Being in a relationship, especially in one where it makes you vulnerable to heartbreak and searing emotions, can be scary.
He is the first person that I have given myself up to completely, my heart, my mind and my soul. I didn’t expect upon our first meeting that he will be the most important man in my life, the one that I am willing to sacrifice my pride for and force myself to change for the better.
He asked me to be his, which I very willingly said yes to, and we expected things to turn out well just like that.
However, that is not to be.
As we all know, relationships aren’t all a bed of roses. Misunderstandings have been plaguing us one by one as we go through our day to day. It wasn’t because we weren’t affectionate towards each other nor any hard feelings towards each other, but we just simply could not understand each other/
Perhaps it is my fault. Maybe I have built up so many walls to protect myself from any form of hurt, and doubt every intention of others. Maybe I am hearing the things that he is telling me, but I did not really listen. Maybe he is finally showing his true self to me, but I shoot him down by criticizing his every action that he thought was a show of trust.

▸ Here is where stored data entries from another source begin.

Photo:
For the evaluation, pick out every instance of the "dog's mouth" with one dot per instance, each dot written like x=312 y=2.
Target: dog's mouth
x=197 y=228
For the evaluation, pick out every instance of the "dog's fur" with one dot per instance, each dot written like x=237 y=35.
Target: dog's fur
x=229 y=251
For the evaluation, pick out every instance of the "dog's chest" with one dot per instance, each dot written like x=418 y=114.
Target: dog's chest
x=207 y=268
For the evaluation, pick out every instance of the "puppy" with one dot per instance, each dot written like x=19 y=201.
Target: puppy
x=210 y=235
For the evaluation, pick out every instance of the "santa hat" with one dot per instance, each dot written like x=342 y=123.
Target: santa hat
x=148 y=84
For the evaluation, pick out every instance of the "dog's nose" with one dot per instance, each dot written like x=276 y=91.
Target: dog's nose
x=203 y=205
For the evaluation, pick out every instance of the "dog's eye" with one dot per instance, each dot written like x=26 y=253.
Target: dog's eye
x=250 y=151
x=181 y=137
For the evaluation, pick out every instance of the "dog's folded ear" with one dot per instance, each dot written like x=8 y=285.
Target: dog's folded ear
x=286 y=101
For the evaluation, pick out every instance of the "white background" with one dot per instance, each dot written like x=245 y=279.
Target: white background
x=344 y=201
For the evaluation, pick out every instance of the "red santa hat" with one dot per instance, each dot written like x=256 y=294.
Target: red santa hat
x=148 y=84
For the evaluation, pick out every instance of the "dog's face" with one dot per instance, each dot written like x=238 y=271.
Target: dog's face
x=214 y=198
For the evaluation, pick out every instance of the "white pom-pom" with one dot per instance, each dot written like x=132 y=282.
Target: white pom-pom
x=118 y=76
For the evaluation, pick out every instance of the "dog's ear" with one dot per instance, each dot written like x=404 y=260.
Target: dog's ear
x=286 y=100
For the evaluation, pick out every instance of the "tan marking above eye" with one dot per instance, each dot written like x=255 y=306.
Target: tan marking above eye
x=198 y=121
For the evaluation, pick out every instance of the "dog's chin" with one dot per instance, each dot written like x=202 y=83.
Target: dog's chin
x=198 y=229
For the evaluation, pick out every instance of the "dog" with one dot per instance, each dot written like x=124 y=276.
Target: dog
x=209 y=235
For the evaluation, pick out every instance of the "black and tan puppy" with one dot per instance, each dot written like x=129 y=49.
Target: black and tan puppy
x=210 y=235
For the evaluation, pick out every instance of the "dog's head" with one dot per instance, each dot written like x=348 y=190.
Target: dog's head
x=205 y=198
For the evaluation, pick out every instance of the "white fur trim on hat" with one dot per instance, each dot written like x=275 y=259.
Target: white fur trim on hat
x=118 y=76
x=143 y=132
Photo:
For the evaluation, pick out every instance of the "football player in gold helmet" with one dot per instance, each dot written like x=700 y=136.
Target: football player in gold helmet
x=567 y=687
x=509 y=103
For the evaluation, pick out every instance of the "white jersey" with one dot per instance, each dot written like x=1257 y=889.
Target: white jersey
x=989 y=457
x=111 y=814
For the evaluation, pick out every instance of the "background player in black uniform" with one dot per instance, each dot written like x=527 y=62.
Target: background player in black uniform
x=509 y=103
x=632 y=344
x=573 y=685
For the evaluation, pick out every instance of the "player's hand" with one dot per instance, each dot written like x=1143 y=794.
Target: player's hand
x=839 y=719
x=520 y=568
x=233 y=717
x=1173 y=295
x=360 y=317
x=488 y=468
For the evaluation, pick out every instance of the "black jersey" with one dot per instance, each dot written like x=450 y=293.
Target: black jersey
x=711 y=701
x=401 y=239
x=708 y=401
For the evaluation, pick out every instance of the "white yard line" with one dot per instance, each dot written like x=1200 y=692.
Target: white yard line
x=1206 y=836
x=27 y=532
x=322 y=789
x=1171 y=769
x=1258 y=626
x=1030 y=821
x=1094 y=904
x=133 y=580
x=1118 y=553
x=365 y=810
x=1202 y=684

I want to get to know him better, deep down to his very core, but in my efforts to do so I ended up pushing him away even further. I thought that by talking about difficult things right from the start, it will be easier for us to communicate with each other, but I guess the way that I am approaching this is wrong.
I really want to get closer to the person I love, and not hold me at arm’s length because he doesn’t trust me, and that starts with me first. This is me hoping that this journey of love will last…
- Give him my trust first – whatever he does, always give benefit of the doubt and trust in his intentions
- Learn to be accepting of his mannerisms. Do not be so sensitive and always feel like I’m being personally attacked when he is not actually doing so. He only does certain things when he is completely comfortable with someone, and by criticizing him, he will only pull away from me
- SHOW, not tell, that I am a safety net that he can rely on. When he shares with me things, do not react or be judgmental, just accept him for who he is.
- Do not place my own expectations of him onto him as to who I want him to be, versus how he really is. It is unfair towards both of us.
- Tell him about my day and feelings every day. Have a 15 minute talk without expecting him to reciprocate.